I’m already running late this morning but three things from this article.

1. Of course:

After 287(g) began in 2007, the total number of Hispanic defendants arrested for not having a driver’s license more than doubled from the previous year. And according to a January 2008 report from the sheriff’s office, the top overall charge for those in the 287(g) population then was not having a driver’s license. Even as late as July 2010, arrestees flagged by the sheriff’s office for deportation were so disproportionately low-level offenders that the Department of Homeland Security — which oversees ICE — sent an email urging corrective action. Davidson County’s was one of only nine 287(g) programs in the country so far afield of the new standard.

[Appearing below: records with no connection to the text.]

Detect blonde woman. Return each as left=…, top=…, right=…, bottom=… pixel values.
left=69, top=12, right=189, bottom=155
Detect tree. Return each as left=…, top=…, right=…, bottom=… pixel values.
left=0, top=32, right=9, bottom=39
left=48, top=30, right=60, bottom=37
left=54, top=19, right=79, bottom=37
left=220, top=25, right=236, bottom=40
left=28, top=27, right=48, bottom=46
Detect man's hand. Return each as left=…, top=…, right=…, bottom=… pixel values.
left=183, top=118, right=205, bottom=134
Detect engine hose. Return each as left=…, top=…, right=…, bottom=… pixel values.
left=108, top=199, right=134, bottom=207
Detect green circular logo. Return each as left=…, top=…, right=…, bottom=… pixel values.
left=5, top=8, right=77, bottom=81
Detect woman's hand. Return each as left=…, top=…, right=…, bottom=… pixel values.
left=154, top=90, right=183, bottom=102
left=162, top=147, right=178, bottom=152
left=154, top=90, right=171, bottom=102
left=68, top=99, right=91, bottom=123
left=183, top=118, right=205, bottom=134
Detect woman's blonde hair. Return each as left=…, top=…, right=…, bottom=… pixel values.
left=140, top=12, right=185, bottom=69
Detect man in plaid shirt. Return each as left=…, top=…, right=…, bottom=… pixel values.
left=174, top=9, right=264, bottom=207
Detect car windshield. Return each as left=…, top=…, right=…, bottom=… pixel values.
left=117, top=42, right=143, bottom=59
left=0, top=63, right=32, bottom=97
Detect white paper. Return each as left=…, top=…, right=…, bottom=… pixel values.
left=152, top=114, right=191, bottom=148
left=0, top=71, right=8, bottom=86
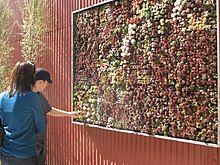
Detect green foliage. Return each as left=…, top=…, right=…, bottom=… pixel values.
left=0, top=0, right=12, bottom=92
left=21, top=0, right=47, bottom=62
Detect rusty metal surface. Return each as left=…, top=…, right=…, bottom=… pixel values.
left=6, top=0, right=220, bottom=165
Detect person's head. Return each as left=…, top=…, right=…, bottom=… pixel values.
left=33, top=68, right=53, bottom=92
left=9, top=61, right=35, bottom=96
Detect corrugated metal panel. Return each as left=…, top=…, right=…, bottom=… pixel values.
left=7, top=0, right=220, bottom=165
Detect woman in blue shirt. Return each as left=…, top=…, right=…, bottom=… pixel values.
left=0, top=62, right=45, bottom=165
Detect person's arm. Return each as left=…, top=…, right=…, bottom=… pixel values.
left=47, top=107, right=80, bottom=118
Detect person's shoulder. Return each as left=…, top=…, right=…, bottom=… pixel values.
left=0, top=91, right=8, bottom=98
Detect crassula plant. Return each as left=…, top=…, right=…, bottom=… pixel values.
left=73, top=0, right=218, bottom=143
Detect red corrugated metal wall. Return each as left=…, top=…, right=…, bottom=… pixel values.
left=8, top=0, right=220, bottom=165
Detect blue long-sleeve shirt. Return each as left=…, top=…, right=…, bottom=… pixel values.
left=0, top=92, right=45, bottom=158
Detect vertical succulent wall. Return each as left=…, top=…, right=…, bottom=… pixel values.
left=0, top=0, right=13, bottom=92
left=73, top=0, right=218, bottom=143
left=21, top=0, right=48, bottom=62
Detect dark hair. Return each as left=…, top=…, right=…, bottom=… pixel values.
left=9, top=61, right=36, bottom=96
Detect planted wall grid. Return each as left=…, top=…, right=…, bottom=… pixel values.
left=73, top=0, right=218, bottom=143
left=7, top=0, right=220, bottom=165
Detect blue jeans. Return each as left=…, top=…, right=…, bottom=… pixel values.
left=0, top=154, right=38, bottom=165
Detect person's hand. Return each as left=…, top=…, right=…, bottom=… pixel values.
left=68, top=111, right=89, bottom=119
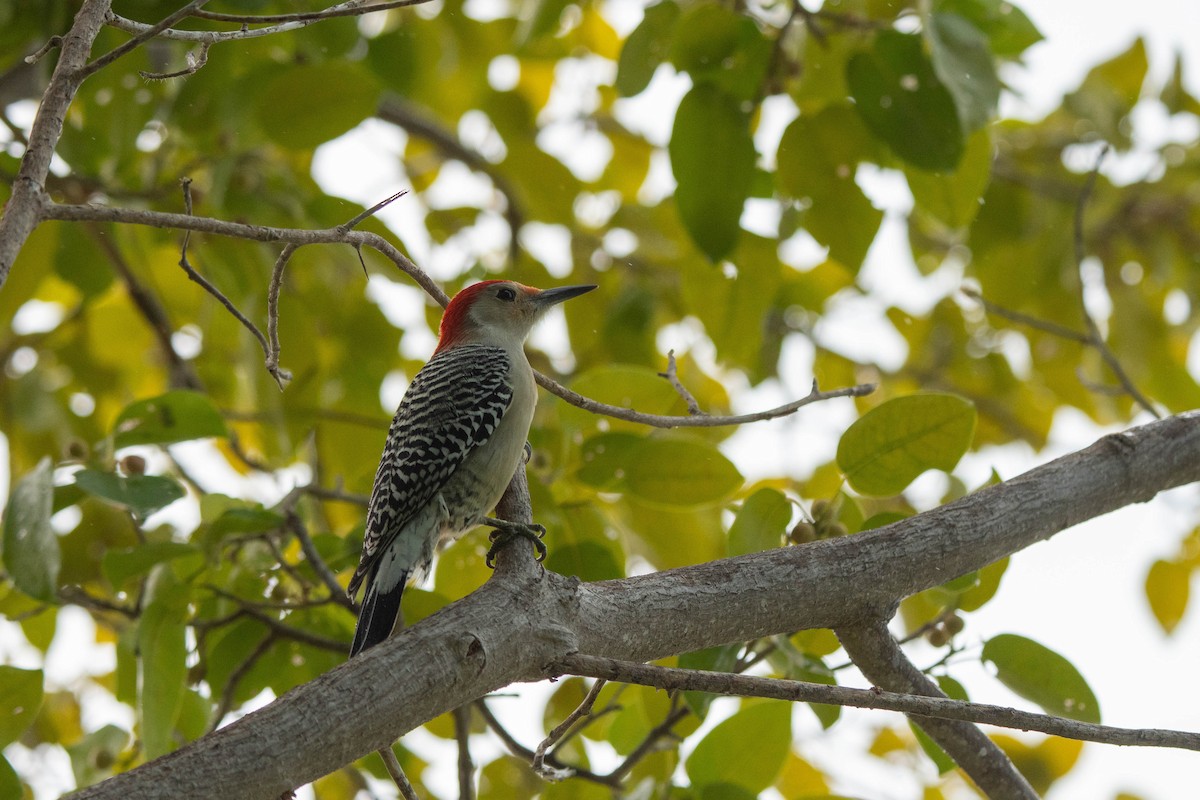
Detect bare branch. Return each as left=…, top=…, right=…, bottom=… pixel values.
left=377, top=746, right=421, bottom=800
left=63, top=411, right=1200, bottom=800
left=79, top=0, right=209, bottom=79
left=960, top=287, right=1092, bottom=345
left=287, top=510, right=359, bottom=614
left=834, top=619, right=1041, bottom=800
left=41, top=203, right=450, bottom=303
left=1075, top=144, right=1162, bottom=420
left=454, top=704, right=475, bottom=800
left=337, top=188, right=408, bottom=230
left=534, top=372, right=875, bottom=428
left=179, top=178, right=270, bottom=355
left=138, top=42, right=212, bottom=80
left=266, top=243, right=300, bottom=391
left=611, top=697, right=691, bottom=781
left=659, top=350, right=708, bottom=416
left=0, top=0, right=110, bottom=288
left=376, top=96, right=524, bottom=264
left=25, top=36, right=62, bottom=64
left=475, top=698, right=620, bottom=789
left=88, top=225, right=200, bottom=389
left=209, top=631, right=276, bottom=733
left=553, top=652, right=1200, bottom=751
left=106, top=0, right=430, bottom=44
left=533, top=679, right=606, bottom=781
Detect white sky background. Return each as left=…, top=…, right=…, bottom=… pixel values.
left=0, top=0, right=1200, bottom=800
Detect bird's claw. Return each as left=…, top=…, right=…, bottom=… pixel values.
left=485, top=519, right=548, bottom=570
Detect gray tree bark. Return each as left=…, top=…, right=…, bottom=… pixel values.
left=74, top=411, right=1200, bottom=800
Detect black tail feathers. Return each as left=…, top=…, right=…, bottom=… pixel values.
left=350, top=573, right=408, bottom=657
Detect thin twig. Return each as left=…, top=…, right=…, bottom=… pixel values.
left=534, top=372, right=875, bottom=428
left=337, top=188, right=408, bottom=231
left=552, top=652, right=1200, bottom=751
left=533, top=680, right=607, bottom=781
left=138, top=42, right=212, bottom=80
left=79, top=0, right=209, bottom=78
left=88, top=225, right=202, bottom=389
left=196, top=584, right=350, bottom=652
left=266, top=243, right=300, bottom=391
left=475, top=698, right=620, bottom=789
left=25, top=36, right=62, bottom=64
left=1075, top=144, right=1163, bottom=420
left=106, top=0, right=430, bottom=44
left=376, top=95, right=526, bottom=264
left=659, top=350, right=708, bottom=416
left=454, top=703, right=475, bottom=800
left=377, top=747, right=421, bottom=800
left=960, top=287, right=1092, bottom=345
left=179, top=178, right=270, bottom=355
left=38, top=200, right=450, bottom=302
left=42, top=197, right=875, bottom=428
left=208, top=631, right=276, bottom=733
left=610, top=696, right=691, bottom=781
left=287, top=511, right=359, bottom=614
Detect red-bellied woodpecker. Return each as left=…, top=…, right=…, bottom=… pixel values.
left=347, top=281, right=595, bottom=656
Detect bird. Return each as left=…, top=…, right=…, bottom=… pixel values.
left=347, top=281, right=595, bottom=657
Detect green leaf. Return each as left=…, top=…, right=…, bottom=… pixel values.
left=686, top=700, right=792, bottom=796
left=624, top=437, right=743, bottom=509
left=935, top=0, right=1043, bottom=59
left=74, top=469, right=185, bottom=519
left=982, top=633, right=1100, bottom=723
left=256, top=61, right=379, bottom=150
left=904, top=131, right=992, bottom=228
left=138, top=569, right=188, bottom=759
left=730, top=488, right=792, bottom=555
left=1062, top=36, right=1150, bottom=148
left=616, top=0, right=679, bottom=97
left=846, top=30, right=964, bottom=170
left=838, top=393, right=976, bottom=497
left=925, top=14, right=1000, bottom=133
left=0, top=756, right=20, bottom=798
left=671, top=2, right=772, bottom=101
left=667, top=84, right=755, bottom=261
left=775, top=106, right=883, bottom=272
left=54, top=225, right=113, bottom=297
left=0, top=667, right=42, bottom=748
left=67, top=724, right=130, bottom=786
left=575, top=432, right=642, bottom=492
left=101, top=542, right=200, bottom=589
left=4, top=458, right=62, bottom=602
left=113, top=390, right=229, bottom=449
left=1146, top=560, right=1192, bottom=633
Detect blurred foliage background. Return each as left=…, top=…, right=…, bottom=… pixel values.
left=0, top=0, right=1200, bottom=800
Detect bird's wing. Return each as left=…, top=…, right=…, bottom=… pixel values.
left=347, top=344, right=512, bottom=597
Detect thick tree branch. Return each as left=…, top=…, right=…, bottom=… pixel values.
left=0, top=0, right=112, bottom=288
left=68, top=413, right=1200, bottom=800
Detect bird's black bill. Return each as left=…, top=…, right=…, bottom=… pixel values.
left=535, top=283, right=596, bottom=307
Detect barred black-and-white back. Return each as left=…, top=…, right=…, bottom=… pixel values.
left=347, top=344, right=512, bottom=597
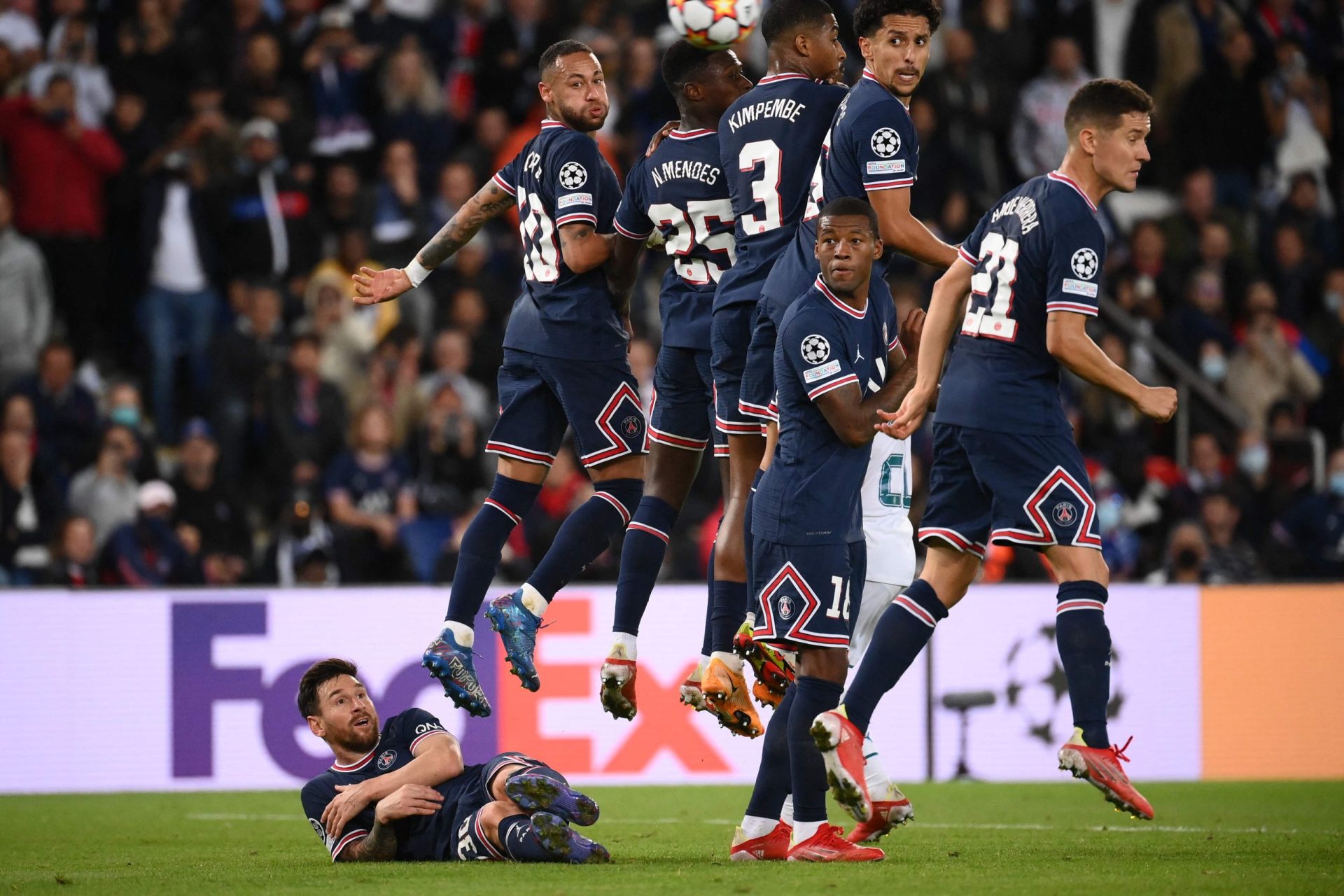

As I’ve said before, the way 287(g) runs here is set up to provide everyone with cover, but you have to have a really low opinion of the intelligence of police if you think that they don’t know that everyone they run through the system, for whatever reason, is, you know, going to be run through the system.

2. If the police department honestly believes they have good ongoing relationships with the Hispanic community and it’s the people trying to bring to their attention the terrible relationship between the Hispanic community and the police who are “fear-mongering,” then we have some enormous problems in our police department. Let’s hope this is just posturing:

Metro police spokeswoman Kristin Mumford vehemently denies that accusation, accusing Ozment and other advocates who push it of “fear-mongering.” She claims the department maintains a good ongoing relationship with the city’s Hispanic communities. She also cites official police policy, which encourages officers to give citations to those who don’t have a driver’s license when possible.

3. This:

Karla Weikal, spokeswoman for the sheriff’s office, says Gonzalez should’ve had access to either jail phones or, at least, a pay phone in the lobby. She also denies Gonzalez’s allegations that deputies there told her she would never see her family again, and that she’d never get to complete her education because she would be deported.

“Individuals who are incarcerated make many allegations,” Weikal says. “We have no reason to believe these allegations are true.”

When one party has been chastised by the Federal Government for not executing a program according to guidelines, when they’ve been sued by people for incorrectly implementing the program, when they embarrassed the whole city by shacking a woman during childbirth, when whole neighborhoods are terrified of them, and when the other party is a kid who’s never had any problems with the law except for driving a hair too fast, it isn’t the kid with the credibility issue. Let’s not bullshit here.